The flight out was, as if the Almighty was enjoying a moment of dark humor, delayed. So after I had kissed Hope goodbye and sent her back to the hotel for much needed sleep, Blue Platoon spent the better part of that day in the terminal waiting to depart. When we finally did get the wheels up, that evening, we had already been awake for something on two days. So the sleep on the plane was pretty good. And in the true Army form of treating soldiers in garrison with a sort of detached neglect but lavishing resources on those deployed, the food was good and plentiful. We even managed to spend a few hours on layover in an airport in Ireland—the first time some of these men had ever been abroad. We actually had to take one soldier’s credit cards from him since, in his excitement, he couldn’t stop buying trinkets and souvenirs. Red, as we’ll call him here (he once wrote on an Army form that the two languages spoken in his home were English and Redneck), had to be reminded that he would soon have to physically carry all of his possessions around the country, and infantrymen are already loaded to capacity. But there wasn’t an Irishman in the entire terminal who didn’t have a picture taken with him. “My God, sir,” he observed with a delighted fascination, “they look just like us!” We’ll give his cards back eventually. Maybe.
Finally, on Monday morning 15DEC08, we landed in Kuwait. From the airport in Kuwait City we took buses (with armed escort) to Camp Buehring, where I’m writing my first deployment entry. We’ll be spending a few weeks here conducting final training and preparation. Weapons will be zeroed, night vision and other equipment tested, and additional armor installed. It is COLD. Not Minnesota cold, but a kind of dry, windy cold that only the desert can accomplish. We grabbed our gear and struggled into our tent (more like a building at this point, as it has a floor and heat), and finally got to drop that weight. I probably weighed well over 450 lbs with all of that stuff on, and I imagine the smaller guys physically comprised of maybe a third of their total weight, so the relief was palpable and sincere.

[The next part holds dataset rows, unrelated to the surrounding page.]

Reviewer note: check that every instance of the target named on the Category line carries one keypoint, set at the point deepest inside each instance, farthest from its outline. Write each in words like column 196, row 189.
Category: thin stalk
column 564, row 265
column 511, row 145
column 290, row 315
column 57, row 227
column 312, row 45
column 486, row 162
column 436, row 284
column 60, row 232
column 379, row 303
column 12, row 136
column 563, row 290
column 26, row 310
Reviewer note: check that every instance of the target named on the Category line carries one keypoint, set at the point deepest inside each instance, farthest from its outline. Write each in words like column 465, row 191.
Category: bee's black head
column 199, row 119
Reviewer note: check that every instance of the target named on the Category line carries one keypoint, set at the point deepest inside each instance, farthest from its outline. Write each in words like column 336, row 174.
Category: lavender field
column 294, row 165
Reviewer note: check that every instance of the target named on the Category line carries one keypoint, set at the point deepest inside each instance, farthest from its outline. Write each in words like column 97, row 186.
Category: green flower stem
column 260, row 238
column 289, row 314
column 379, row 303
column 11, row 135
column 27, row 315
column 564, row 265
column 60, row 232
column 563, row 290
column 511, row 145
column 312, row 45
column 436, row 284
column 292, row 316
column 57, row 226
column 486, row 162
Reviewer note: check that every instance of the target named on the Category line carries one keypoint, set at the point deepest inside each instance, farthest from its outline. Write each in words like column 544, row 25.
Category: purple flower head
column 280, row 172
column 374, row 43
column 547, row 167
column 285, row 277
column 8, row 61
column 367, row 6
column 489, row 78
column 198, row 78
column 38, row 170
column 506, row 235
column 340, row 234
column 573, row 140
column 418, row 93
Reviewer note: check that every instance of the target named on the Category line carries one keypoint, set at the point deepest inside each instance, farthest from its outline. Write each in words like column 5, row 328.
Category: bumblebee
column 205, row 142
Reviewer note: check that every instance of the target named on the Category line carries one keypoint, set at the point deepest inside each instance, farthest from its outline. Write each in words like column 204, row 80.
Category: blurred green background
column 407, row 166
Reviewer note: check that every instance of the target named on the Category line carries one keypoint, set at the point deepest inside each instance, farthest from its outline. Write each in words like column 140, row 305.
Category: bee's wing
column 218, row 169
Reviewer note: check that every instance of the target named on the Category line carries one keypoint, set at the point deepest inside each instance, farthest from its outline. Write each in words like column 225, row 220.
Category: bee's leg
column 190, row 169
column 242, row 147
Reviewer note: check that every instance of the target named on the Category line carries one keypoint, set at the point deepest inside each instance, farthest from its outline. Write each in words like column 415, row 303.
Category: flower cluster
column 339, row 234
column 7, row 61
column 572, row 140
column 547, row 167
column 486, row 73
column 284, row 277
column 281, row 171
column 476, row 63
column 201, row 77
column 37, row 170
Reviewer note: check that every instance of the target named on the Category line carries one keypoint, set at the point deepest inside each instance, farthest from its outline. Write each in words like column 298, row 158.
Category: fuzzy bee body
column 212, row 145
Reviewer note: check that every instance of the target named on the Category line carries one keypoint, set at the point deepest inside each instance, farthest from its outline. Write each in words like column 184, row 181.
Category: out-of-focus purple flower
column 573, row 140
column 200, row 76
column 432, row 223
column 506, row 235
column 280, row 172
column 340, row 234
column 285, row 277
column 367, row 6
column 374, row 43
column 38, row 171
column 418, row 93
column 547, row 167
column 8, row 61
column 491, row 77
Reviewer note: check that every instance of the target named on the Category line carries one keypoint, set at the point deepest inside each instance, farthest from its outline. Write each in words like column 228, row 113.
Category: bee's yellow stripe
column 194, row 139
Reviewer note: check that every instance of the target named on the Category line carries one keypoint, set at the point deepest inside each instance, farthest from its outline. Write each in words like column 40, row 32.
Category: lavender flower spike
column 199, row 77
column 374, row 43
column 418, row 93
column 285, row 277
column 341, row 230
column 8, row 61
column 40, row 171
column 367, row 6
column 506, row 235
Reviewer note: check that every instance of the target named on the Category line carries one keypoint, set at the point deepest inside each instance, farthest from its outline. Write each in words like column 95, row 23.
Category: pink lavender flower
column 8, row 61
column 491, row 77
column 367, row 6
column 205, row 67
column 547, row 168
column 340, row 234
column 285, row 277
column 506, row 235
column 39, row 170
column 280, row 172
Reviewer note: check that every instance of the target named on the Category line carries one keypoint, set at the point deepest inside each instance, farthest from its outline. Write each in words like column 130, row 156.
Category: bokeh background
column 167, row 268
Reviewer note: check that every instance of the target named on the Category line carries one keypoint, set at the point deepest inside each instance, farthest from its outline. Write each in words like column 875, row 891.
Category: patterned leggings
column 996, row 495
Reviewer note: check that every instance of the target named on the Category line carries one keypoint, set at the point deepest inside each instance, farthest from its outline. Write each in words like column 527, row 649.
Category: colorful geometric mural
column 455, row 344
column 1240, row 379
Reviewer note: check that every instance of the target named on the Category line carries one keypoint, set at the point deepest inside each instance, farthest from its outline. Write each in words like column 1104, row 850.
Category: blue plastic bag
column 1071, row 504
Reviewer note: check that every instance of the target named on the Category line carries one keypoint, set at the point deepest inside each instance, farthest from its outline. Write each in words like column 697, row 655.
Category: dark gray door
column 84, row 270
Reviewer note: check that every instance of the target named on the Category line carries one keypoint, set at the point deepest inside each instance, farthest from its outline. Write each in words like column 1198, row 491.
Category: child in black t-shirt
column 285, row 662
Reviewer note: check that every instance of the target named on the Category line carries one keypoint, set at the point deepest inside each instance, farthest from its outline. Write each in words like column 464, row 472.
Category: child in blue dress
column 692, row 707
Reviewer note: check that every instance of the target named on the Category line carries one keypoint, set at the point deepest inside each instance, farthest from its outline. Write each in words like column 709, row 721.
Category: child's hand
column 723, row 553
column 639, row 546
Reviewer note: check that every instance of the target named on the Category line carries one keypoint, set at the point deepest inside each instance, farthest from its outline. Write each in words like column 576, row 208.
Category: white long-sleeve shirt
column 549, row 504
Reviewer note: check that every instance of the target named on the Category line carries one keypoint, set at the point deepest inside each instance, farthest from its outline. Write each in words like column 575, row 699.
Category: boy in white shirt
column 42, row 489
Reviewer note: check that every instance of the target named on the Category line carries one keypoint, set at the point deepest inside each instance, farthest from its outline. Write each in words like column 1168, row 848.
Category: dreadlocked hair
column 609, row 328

So, we’re here. Not really in deployment yet, but the days are already ticking down. Kuwait is just the last waypoint on a journey that started when I took the platoon six months ago... or maybe the next to last stop on a two year epic beginning when I decided to join This Man’s Army. I had grown tired of academia and politics and wanted to get my hands dirty (sandy?) doing something where I knew people were needed. Well, there’s plenty of work to do here, and much more up north. And on that point, I’d better stop typing and catch some rack time so we can get back to it. My love to Hope and my family. We’re all safe and sound.